The Menopause Society 2023 position statement on non-hormonal management of vasomotor symptoms lists fezolinetant as a recommended option for women seeking non-hormonal treatment of moderate-to-severe hot flashes, with level I evidence for efficacy. The statement acknowledges that the liver monitoring requirement is a real clinical consideration and recommends that prescribers ensure patients understand and can comply with the blood test schedule before initiating.

The position statement states directly: "Fezolinetant is the first in a new class of non-hormonal therapies for VMS and represents a meaningful addition to the treatment armamentarium, particularly for women who are not candidates for hormone therapy." That quotation carries clinical weight because it comes from the leading North American specialty organization for menopause medicine, but it should be read alongside the monitoring requirements rather than as a blanket endorsement without conditions.
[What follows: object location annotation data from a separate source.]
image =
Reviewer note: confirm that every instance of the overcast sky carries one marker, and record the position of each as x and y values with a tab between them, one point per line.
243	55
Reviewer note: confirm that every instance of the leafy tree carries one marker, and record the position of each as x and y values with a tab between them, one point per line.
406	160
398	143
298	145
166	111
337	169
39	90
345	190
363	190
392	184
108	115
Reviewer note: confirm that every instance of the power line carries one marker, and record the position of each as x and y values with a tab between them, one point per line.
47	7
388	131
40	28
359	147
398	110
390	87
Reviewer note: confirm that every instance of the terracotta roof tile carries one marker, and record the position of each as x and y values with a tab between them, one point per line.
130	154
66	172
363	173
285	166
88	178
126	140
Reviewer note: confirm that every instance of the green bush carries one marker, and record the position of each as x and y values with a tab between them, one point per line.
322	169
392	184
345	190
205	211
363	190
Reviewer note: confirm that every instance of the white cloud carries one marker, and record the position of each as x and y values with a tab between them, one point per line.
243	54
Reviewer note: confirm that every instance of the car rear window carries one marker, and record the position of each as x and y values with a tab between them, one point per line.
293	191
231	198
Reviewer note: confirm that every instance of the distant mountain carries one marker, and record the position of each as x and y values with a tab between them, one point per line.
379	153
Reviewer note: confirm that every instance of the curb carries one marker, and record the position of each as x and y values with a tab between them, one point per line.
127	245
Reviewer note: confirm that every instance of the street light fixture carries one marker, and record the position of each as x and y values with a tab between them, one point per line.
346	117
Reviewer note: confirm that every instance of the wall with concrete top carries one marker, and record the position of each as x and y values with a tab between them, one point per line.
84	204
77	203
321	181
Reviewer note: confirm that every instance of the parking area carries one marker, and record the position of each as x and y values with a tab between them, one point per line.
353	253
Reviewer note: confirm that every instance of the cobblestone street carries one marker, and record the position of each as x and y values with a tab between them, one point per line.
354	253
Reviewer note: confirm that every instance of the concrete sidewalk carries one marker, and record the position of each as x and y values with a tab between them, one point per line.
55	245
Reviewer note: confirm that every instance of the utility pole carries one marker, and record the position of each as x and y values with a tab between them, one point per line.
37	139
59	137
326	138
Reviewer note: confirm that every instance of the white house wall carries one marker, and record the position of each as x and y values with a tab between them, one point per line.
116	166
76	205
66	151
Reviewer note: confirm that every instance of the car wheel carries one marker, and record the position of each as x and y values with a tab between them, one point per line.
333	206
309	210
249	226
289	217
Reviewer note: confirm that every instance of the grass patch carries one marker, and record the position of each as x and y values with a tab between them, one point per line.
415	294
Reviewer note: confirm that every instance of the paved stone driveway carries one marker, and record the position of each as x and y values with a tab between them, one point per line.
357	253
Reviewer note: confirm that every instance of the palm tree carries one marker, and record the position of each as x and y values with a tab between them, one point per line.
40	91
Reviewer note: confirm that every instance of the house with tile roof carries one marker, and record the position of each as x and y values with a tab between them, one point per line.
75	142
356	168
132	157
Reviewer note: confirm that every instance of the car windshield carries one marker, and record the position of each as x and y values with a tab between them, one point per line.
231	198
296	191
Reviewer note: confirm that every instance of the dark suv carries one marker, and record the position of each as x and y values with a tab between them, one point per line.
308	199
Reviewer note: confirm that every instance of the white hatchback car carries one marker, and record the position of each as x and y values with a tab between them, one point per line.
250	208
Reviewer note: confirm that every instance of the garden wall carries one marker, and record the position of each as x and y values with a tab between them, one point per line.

ACOG Practice Bulletin guidance on menopausal symptoms predates fezolinetant's approval, so the current ACOG position on Veozah specifically is found in their 2023 clinical update materials rather than the formal Practice Bulletin.

Monitoring Calendar: What to Expect in the First Three Months

Knowing what tests are coming and why makes it easier to stay on schedule.

| Week | What happens | |---|---| | Week 0 (before first dose) | Baseline liver function tests (ALT, AST, total bilirubin) | | Week 1-2 | Early GI or headache symptoms may appear; no scheduled labs | | Week 4 | First post-start liver panel. Most elevations caught here or at week 8 | | Week 8 | Second liver panel. If elevated at week 4, decision point for stopping or monitoring more closely | | Week 12 | Third liver panel. If all three panels are normal, ongoing monitoring frequency is at clinician discretion | | Week 4-8 | Abdominal pain and insomnia most likely to appear if they occur at all | | Week 12+ | Assess efficacy: hot flash frequency and severity should be meaningfully reduced by this point |

If your prescriber is not ordering these labs, ask specifically for them. The monitoring schedule is a labeling requirement, not an optional recommendation.